Prier… [1] Je ne me suis pas révolté, je ne me suis pas dérobé. J’ai présenté mon dos à ceux qui me frappaient, et mes joues à ceux qui m’arrachaient la barbe. Je n’ai pas protégé mon visage des outrages et des crachats. Le Seigneur Dieu vient à mon secours : c’est pourquoi je ne suis pas attteint par les outrages, c’est oourquoi j’ai rendu mon visage dur comme pierre : je sais que je ne serai pas confondu. Il est proche celui qui me justifie. Les liturgies faisant revivre, méditer, contempler, pénétrer les étapes de la Passion décentrent celui qui les prie. Que suis-je ? que sommes-nous ? que sont nos demandes et nos besoins au regard de Celui qui endure tout physiquement et moralement, et devant le mystère de cette double nature, divine et humaine ? Où est la « charnière » dans la souffrance et dans l’amour ? Les deux natures s’imbibent l’une de l’autre. Humaine détresse : j’espérais un secours, mais en vain, des consolateurs, je n’en ai pas trouvé. A mon pain, ils ont mêlé du poison ; quand j’avais soif, ils m’ont donné du vinaigre. Le prophète et le psalmiste sont également saisissants puisqu’ils décrivent et vivent par avance ce que le Christ, mot à mot, a subi, va subir. Plutôt, faudrait-il lire que le temps de la prière abolit le temps de nos intelligences et de notre physiologie. Isaïe et le psalmiste sont contemporains du Christ, accompaagnent sa Passion, sont au Calvaire de même que Jésus Dieu fait homme irrigue et structure nos vies. Bien plus ou tout autrement que de destinée, il s’agit de vie, la vie de Dieu sens et fin de la vie humaine. Les deux préparatifs, Judas et son marchandage : Que voulez-vous me donner, si je vous le livre. Ce point est dit diversement par les évangélistes. Cadeau spontané au traître ? calcul du dénonciateur qui ne passera que conditionnellement à l’acte ? Pour le Christ, Judas, l’un des siens et aimé comme tel, c’est un drame que de le perdre.
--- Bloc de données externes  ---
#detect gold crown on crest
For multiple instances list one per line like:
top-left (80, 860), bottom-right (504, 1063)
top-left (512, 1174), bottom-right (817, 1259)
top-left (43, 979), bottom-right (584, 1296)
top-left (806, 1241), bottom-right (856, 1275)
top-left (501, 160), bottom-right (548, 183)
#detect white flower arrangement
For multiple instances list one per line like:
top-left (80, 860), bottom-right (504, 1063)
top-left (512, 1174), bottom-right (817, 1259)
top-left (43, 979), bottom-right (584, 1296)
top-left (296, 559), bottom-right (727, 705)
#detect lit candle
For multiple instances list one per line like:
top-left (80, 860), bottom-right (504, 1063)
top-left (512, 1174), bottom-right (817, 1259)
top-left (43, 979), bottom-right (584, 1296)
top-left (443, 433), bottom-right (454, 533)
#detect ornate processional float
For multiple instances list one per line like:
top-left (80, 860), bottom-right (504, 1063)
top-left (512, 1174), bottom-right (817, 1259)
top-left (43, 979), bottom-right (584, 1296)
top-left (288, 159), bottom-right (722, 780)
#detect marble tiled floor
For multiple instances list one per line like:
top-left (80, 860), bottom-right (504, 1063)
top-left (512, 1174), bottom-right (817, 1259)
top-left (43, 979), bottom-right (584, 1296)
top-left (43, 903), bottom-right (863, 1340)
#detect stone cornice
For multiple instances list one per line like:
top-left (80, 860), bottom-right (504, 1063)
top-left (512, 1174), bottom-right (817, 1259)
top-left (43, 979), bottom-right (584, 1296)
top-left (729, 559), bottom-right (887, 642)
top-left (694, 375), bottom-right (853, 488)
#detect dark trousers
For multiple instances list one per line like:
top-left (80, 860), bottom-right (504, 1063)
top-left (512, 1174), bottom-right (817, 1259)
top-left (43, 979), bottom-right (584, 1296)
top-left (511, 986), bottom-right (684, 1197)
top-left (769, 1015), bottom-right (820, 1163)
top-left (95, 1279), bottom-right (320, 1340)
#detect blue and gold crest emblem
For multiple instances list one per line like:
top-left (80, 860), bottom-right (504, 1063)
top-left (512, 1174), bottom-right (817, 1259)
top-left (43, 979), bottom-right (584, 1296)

Le Fils de l’homme s'en va comme il est écrit à son sujet, mais malheureux l’homme par qui le Fils de l’homme est livré. Il vaudrait mieux que cet homme ne soit pas né. Mystère alors d’une destinée. Judas joue-t-il la comédie : Rabbi, serait-ce moi ? pour ne pas être découvert, ou ne reçoit-il qu’à cet instant et de Jésus seul sa mission ? C’est toi qui l’a dit. La formulation du Christ renvoit cependant et ultimement Judas à sa liberté. Paroxysme du péché et mystère du péché, liberté, conscience, objet… antithèse de la béatitude : vie et joie à vous qui cherchez Dieu.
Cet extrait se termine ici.